10 Things You Should Know About Seasonal Affective Disorder – #Blogtober17 Day 23

Seasonal Affective Disorder, also known as SAD is a mental health issue which is very much underrated and overlooked. Officially recognised as a mental health disorder, it is a type of depression that people only experience during certain times of the year.

There are many people who haven’t even heard of it, let alone know much about it, and there are others who misunderstand it completely because they simply don’t have the knowledge. It’s like calling postnatal depression baby blues…there’s an element of it in there, but it’s much bigger than you realise.


SAD is very real

SAD is not just feeling a bit grumpier than usual when the seasons change. It’s not just the run down feeling you get when winter comes along and everyone is sharing germs. It’s not just an excuse to get out of work or prior commitments, or for letting yourself slip a bit. SAD is very real, and can affect your life in a massive way.


Sometimes referred to as “winter depression”
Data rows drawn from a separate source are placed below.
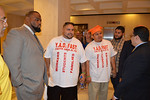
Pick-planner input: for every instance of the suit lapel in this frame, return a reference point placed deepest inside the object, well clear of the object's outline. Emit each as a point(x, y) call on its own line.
point(33, 38)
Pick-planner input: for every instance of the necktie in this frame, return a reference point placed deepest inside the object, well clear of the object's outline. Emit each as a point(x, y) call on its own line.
point(36, 38)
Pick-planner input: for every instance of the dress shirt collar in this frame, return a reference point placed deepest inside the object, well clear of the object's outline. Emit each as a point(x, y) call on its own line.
point(140, 44)
point(29, 28)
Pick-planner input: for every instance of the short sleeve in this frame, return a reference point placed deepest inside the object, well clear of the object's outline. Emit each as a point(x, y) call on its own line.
point(82, 54)
point(112, 51)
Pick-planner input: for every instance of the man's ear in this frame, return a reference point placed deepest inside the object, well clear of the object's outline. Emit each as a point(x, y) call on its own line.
point(92, 36)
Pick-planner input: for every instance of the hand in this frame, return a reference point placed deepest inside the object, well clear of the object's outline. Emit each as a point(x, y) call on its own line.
point(88, 79)
point(82, 80)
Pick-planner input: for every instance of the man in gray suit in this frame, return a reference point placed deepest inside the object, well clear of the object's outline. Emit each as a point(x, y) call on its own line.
point(23, 54)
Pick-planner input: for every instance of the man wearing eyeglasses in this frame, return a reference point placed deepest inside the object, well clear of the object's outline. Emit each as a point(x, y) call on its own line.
point(135, 84)
point(5, 84)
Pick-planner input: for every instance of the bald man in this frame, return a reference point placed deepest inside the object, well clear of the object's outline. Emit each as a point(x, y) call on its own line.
point(23, 54)
point(5, 84)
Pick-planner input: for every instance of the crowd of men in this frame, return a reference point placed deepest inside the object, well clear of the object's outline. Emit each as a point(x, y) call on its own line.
point(101, 59)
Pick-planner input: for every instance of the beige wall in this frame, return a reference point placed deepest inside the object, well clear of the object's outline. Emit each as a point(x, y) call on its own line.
point(127, 20)
point(13, 21)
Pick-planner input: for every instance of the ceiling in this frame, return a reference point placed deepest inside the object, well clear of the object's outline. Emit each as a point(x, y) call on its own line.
point(84, 7)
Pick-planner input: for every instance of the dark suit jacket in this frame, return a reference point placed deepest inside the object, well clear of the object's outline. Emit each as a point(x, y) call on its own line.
point(24, 57)
point(126, 51)
point(135, 84)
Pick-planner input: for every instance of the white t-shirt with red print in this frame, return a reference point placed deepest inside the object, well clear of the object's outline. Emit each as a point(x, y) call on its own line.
point(99, 54)
point(65, 55)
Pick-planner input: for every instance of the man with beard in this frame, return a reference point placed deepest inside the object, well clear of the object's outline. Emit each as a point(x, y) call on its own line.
point(63, 55)
point(117, 43)
point(5, 84)
point(101, 56)
point(23, 54)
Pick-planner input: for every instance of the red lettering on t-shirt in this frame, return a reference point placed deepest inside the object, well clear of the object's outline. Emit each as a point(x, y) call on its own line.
point(57, 61)
point(72, 62)
point(102, 60)
point(64, 62)
point(97, 60)
point(106, 59)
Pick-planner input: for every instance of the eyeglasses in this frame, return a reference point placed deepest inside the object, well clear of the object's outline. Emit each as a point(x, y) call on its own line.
point(4, 20)
point(132, 35)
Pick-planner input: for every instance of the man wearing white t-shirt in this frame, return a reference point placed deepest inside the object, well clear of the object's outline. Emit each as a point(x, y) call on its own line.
point(63, 55)
point(101, 56)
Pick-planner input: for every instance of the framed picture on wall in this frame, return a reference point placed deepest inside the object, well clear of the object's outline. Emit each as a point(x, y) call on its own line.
point(108, 32)
point(80, 27)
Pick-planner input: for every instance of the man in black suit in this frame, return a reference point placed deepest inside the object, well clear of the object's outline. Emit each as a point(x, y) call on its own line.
point(125, 52)
point(135, 84)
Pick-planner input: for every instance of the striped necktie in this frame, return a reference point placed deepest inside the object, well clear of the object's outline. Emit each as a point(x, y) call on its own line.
point(36, 38)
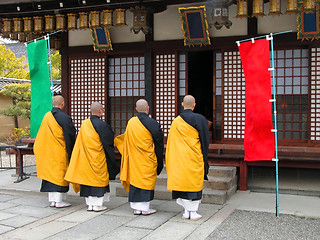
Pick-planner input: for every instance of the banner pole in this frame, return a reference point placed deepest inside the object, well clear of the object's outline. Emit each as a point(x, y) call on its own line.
point(42, 37)
point(275, 124)
point(49, 64)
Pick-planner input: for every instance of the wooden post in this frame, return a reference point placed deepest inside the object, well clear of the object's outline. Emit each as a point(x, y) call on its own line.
point(243, 179)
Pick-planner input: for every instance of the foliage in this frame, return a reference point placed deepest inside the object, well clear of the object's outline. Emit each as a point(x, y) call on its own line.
point(12, 67)
point(18, 134)
point(56, 65)
point(21, 97)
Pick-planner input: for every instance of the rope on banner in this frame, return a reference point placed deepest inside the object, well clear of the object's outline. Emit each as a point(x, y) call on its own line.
point(34, 40)
point(273, 100)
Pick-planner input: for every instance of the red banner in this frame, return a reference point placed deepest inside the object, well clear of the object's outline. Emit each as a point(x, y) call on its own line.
point(258, 138)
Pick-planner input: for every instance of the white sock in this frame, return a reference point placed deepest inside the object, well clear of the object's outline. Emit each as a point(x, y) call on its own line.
point(194, 214)
point(186, 213)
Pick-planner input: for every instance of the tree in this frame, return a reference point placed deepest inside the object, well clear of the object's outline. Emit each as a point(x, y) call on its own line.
point(56, 65)
point(12, 67)
point(21, 100)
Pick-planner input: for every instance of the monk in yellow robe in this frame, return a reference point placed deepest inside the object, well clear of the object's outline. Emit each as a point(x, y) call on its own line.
point(141, 147)
point(93, 161)
point(186, 158)
point(52, 149)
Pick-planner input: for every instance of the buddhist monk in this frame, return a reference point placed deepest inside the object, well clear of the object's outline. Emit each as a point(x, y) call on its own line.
point(186, 158)
point(52, 149)
point(93, 161)
point(141, 147)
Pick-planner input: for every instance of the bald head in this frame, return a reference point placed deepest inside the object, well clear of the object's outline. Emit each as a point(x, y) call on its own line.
point(142, 106)
point(189, 102)
point(58, 101)
point(96, 108)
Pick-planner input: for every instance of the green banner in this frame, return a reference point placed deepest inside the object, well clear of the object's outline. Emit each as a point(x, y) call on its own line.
point(41, 99)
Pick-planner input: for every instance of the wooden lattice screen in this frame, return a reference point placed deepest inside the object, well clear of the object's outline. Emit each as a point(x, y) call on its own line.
point(291, 75)
point(315, 94)
point(87, 85)
point(126, 86)
point(165, 89)
point(233, 96)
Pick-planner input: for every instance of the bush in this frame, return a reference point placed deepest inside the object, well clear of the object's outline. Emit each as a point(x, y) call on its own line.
point(18, 134)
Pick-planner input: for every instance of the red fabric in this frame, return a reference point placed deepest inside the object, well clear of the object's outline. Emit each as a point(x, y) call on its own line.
point(258, 138)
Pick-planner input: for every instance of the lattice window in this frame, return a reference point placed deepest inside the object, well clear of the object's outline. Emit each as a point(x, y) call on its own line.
point(87, 85)
point(233, 96)
point(126, 86)
point(166, 89)
point(315, 94)
point(218, 90)
point(183, 88)
point(292, 75)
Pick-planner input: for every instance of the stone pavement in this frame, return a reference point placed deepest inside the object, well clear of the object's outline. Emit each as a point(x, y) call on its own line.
point(25, 214)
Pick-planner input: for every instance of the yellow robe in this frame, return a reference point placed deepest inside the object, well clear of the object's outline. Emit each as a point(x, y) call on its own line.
point(88, 165)
point(51, 152)
point(138, 158)
point(184, 159)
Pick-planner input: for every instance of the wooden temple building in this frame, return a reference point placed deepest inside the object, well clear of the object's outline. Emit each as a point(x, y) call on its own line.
point(149, 51)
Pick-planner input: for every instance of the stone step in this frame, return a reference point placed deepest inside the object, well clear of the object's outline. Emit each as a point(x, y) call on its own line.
point(161, 193)
point(217, 183)
point(220, 183)
point(222, 171)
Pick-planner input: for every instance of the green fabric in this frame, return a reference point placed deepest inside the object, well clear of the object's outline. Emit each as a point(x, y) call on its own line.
point(41, 99)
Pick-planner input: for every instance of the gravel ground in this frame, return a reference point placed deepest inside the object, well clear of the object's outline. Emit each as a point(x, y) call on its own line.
point(10, 160)
point(260, 225)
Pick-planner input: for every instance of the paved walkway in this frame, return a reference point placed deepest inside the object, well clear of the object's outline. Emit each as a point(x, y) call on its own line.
point(25, 214)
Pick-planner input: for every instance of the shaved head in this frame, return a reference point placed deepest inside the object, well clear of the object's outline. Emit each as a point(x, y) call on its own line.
point(58, 101)
point(142, 106)
point(95, 107)
point(189, 101)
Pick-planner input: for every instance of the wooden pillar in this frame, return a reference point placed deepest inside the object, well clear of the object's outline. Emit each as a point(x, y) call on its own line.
point(148, 78)
point(243, 178)
point(252, 24)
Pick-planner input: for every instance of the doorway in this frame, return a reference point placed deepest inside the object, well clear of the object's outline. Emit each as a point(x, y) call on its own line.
point(200, 81)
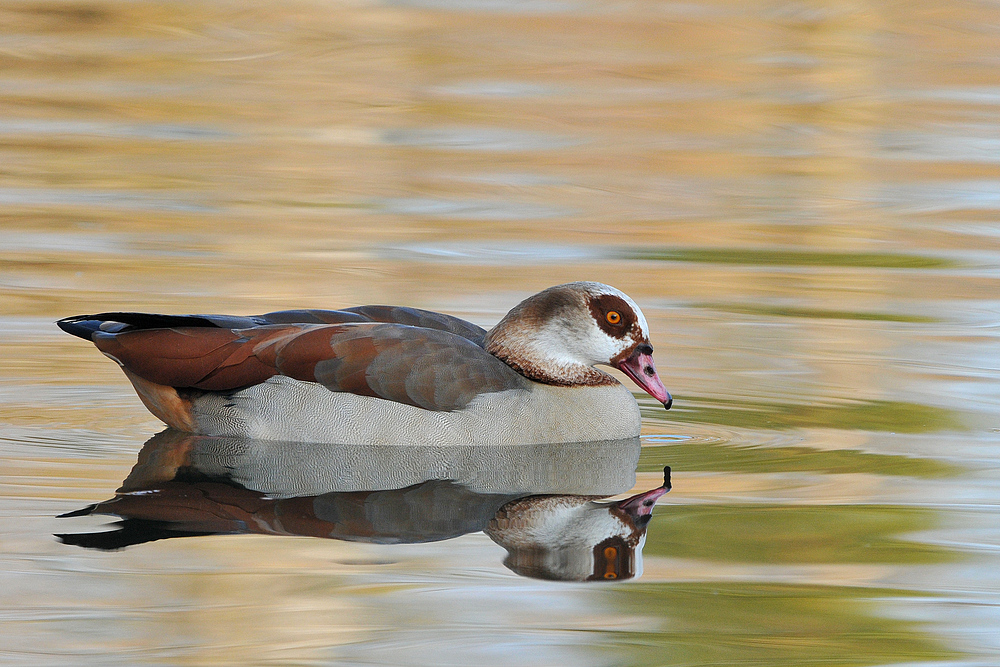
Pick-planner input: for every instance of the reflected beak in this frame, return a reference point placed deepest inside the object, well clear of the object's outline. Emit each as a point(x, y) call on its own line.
point(642, 504)
point(641, 369)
Because of the time of year it tends to happen, SAD is also sometimes called the winter depression.


Often begins in Autumn

People who suffer from SAD will usually notice the start of symptoms during Autumn, when the days get shorter. It is typically the most severe during the months of December, January, and February.
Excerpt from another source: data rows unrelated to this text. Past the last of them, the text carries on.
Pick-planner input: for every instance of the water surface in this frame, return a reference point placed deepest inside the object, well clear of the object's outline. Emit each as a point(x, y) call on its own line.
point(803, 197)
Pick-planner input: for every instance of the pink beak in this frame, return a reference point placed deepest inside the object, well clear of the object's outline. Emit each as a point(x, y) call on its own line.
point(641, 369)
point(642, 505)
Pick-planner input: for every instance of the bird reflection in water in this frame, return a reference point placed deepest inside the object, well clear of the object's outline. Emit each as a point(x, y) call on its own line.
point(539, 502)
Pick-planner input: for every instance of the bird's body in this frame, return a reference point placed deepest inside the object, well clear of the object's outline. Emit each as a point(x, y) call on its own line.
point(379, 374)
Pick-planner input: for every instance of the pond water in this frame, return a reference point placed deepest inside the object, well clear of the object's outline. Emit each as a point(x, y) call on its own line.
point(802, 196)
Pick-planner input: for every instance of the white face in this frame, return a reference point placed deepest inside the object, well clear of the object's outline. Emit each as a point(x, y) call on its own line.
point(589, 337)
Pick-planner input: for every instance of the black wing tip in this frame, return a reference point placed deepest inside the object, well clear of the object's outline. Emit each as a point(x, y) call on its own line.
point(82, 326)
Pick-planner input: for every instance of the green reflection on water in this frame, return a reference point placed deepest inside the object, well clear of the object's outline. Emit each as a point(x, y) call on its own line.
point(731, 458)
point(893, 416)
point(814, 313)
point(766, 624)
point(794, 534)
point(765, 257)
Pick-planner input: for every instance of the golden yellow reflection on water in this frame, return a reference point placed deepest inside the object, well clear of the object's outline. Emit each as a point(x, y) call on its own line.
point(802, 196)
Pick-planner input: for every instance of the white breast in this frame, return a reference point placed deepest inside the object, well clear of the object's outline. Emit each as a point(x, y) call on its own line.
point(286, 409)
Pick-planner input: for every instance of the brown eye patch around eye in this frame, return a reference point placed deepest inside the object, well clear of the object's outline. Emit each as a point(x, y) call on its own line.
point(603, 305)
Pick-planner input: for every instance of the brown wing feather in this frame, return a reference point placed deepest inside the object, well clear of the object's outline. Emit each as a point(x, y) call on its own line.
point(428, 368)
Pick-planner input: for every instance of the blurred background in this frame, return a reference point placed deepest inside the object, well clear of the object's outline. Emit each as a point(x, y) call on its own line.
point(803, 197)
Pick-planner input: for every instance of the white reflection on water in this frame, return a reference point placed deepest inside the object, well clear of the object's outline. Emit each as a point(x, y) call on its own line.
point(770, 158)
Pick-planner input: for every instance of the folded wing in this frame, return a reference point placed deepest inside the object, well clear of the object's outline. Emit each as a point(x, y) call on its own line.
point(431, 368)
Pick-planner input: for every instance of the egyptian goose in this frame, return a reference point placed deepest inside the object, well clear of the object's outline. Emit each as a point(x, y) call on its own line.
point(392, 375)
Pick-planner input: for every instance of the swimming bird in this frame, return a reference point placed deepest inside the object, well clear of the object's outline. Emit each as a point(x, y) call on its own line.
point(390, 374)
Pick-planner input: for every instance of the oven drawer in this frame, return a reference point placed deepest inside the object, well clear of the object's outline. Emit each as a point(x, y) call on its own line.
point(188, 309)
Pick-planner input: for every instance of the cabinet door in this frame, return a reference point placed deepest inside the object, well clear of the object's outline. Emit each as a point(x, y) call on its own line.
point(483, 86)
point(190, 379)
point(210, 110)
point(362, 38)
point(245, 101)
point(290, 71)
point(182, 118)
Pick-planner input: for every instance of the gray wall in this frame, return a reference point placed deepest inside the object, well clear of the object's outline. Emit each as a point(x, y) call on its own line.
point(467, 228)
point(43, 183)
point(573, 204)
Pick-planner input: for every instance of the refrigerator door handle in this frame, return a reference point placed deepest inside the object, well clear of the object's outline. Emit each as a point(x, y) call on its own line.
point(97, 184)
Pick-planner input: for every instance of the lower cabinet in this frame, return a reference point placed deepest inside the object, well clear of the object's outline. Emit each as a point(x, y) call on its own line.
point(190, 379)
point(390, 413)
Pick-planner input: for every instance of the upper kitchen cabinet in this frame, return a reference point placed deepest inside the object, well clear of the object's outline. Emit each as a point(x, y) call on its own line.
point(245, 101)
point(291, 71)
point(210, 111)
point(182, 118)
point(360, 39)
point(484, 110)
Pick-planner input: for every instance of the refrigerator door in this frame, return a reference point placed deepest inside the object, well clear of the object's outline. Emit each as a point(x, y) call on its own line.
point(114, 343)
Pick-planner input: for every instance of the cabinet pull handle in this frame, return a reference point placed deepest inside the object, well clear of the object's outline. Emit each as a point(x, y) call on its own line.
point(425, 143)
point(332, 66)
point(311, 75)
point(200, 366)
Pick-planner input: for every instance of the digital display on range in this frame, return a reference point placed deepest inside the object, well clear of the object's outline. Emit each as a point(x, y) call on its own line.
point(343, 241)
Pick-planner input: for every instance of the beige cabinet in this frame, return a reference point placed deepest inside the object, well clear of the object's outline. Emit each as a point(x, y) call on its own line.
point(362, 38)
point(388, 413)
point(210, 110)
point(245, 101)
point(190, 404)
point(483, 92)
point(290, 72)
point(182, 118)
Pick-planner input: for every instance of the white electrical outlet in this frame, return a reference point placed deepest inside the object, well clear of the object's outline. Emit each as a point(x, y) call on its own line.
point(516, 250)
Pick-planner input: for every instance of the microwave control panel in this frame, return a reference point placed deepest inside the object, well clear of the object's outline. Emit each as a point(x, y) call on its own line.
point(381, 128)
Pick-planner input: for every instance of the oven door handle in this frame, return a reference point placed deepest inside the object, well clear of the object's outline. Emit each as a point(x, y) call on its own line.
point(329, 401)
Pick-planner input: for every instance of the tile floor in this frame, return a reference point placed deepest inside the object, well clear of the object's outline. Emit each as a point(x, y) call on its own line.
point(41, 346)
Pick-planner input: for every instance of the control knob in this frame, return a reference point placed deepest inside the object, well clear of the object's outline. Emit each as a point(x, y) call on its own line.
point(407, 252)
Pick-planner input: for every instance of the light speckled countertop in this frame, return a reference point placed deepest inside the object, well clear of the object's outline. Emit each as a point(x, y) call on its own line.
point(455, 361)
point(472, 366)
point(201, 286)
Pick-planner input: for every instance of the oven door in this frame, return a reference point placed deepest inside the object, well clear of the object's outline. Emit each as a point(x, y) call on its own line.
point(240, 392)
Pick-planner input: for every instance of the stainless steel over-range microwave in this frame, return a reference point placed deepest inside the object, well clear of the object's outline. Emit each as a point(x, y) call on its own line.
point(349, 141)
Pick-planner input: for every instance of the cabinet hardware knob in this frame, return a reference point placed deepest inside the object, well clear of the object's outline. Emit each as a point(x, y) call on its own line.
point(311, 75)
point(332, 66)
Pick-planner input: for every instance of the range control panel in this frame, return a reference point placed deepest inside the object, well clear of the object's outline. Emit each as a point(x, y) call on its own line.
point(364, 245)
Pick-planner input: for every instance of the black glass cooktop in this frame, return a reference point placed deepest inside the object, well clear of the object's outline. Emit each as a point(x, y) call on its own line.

Often disappears during the Spring and Summer

During spring and summer, the symptoms tend to disappear. This can happen quickly for some, whilst others will find it takes months to start feeling normal again.


It’s possible to experience the opposite

It’s possible to experience SAD during Spring and Summer, and to feel better during Autumn and Winter. It is far less common though, and less understood.


Theories of SAD

There are a few theories as to what leads SAD to develop, but the prevalent one is lack of sunlight. This causes the hypothalamus to stop working efficiently, which in turn causes:

  • Higher levels of melatonin, which makes you feel more sleepy
  • Lower levels of seratonin, which can affect your mood, appetite, and ability to sleep

The body’s circadian rhythm is also affected by the change of seasons. The circadian rhythm is the physiological process of all living things, on a rough 24 hour cycle. When the seasons change, our bodies can find it hard to adapt to the change of daylight hours and the change in temperature. This can then have an adverse affect on our mental health.


Possibly genetic

Research shows us that in some cases SAD runs in the family. While there is no definitive proof that SAD is genetic, it is a current working theory.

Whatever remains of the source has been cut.